ALJ determination. The ALJ first concluded that for 2002 the Department did not meet its burden of proof to show that the taxpayer filed a false or fraudulent return through “clear, definite and unmistakable evidence of every element of fraud.” The ALJ found that the Department’s “asserted basis for finding fraud has been fluid and inconsistent throughout the proceedings herein,” and she did not find the testimony of the Department’s expert to be “compelling.” Moreover, the ALJ rejected the claim made in the Department’s post-hearing brief that the taxpayer promoted abusive tax shelters, noting that the assertion was not at issue at the hearing.

As for whether the taxpayer’s investments in the oil and gas partnerships were abusive tax avoidance transactions triggering a six-year statute of limitations, the test was whether the taxpayer proved that his investments were not “for the principal purpose of avoiding tax.” The ALJ found that the taxpayer met his burden for some, but not all, of the partnerships. The critical difference among them was that for some partnerships the subscription note for the taxpayer’s partnership investment was shown to be genuine debt but for other partnerships similar proof was not provided. 

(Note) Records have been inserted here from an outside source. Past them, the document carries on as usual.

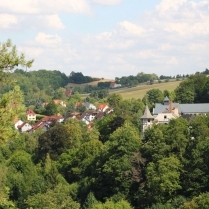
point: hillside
(94, 83)
(140, 90)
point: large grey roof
(183, 108)
(147, 114)
(161, 107)
(194, 108)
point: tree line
(110, 166)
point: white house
(18, 123)
(24, 127)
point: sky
(110, 38)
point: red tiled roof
(112, 84)
(68, 93)
(101, 106)
(30, 112)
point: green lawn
(140, 91)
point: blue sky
(110, 38)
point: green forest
(110, 166)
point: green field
(139, 91)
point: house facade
(31, 115)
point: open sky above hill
(110, 38)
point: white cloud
(48, 40)
(131, 28)
(170, 40)
(52, 21)
(40, 14)
(107, 2)
(38, 7)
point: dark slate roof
(147, 114)
(159, 108)
(194, 108)
(183, 108)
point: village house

The ALJ distinguished Matter of Sznajderman, DTA No. 824235 (N.Y.S. Tax App. Trib., July 11, 2016), appeal to 3rd Dep’t pending, where the Tribunal upheld the Department’s reliance on the six-year statute of limitations for abusive tax avoidance transactions in a case involving some of the same oil and gas partnerships as were involved here, and for one of the same tax years. The ALJ found that the “lynchpin” of that decision — that the investor’s subscription note obligation representing his investment in the partnership lacked “economic reality” — was not present in this case, and she ruled that the Department’s reliance on Sznajderman was misplaced.

For two of the partnerships for which the taxpayer did not meet his burden of proof regarding tax avoidance, however, the ALJ found that the Department lacked a rational basis for disallowing the taxpayer’s share of losses, noting that the Department did not explain the reason for disallowing losses resulting from the taxpayer’s cash-only investments in those partnerships.

Finally, for the disallowed losses that were found to be timely asserted, the ALJ upheld the imposition of penalties for the taxpayer’s failure to participate in the 2005 New York State voluntary compliance initiative, noting that there are no provisions in the Tax Law for the abatement of such penalties. 


The Department’s claim that the taxpayer’s 2002 return was false or fraudulent return seems particularly tenuous, and the ALJ provides a thorough analysis of why the Department did not meet its considerable burden of proof as to fraud. While the tax benefits of investing in an oil and gas partnership invite scrutiny, there was scant evidence that the taxpayer’s income tax returns were false or fraudulent.

The question of whether the taxpayer’s investments constituted abusive tax avoidance transactions (thereby permitting a six-year statute of limitations for 2001) was less clear cut, as evidenced by the ALJ’s fact-intensive analysis for why the taxpayer met his burden of proof as to some partnerships but not as to others. While Sznajderman involved similar facts and issues, the ALJ found that the decision was not determinative because of the crucial differences regarding the economic substance of the respective taxpayers’ subscription notes for their investments.

It is interesting that while it appears that the Department and the IRS cooperated on their audits of the oil and gas partnerships, and the IRS did not propose any adjustments, the ALJ did not reference that fact in the ALJ’s conclusion.

Both this decision and the decision in Matter of Steuben Delshah, LLC (discussed in the preceding article) illustrate the significant evidentiary hurdles that the New York State and City tax departments must meet in order to disregard the statute of limitations by proving that the taxpayer filed a false or fraudulent return with willful intent to evade tax.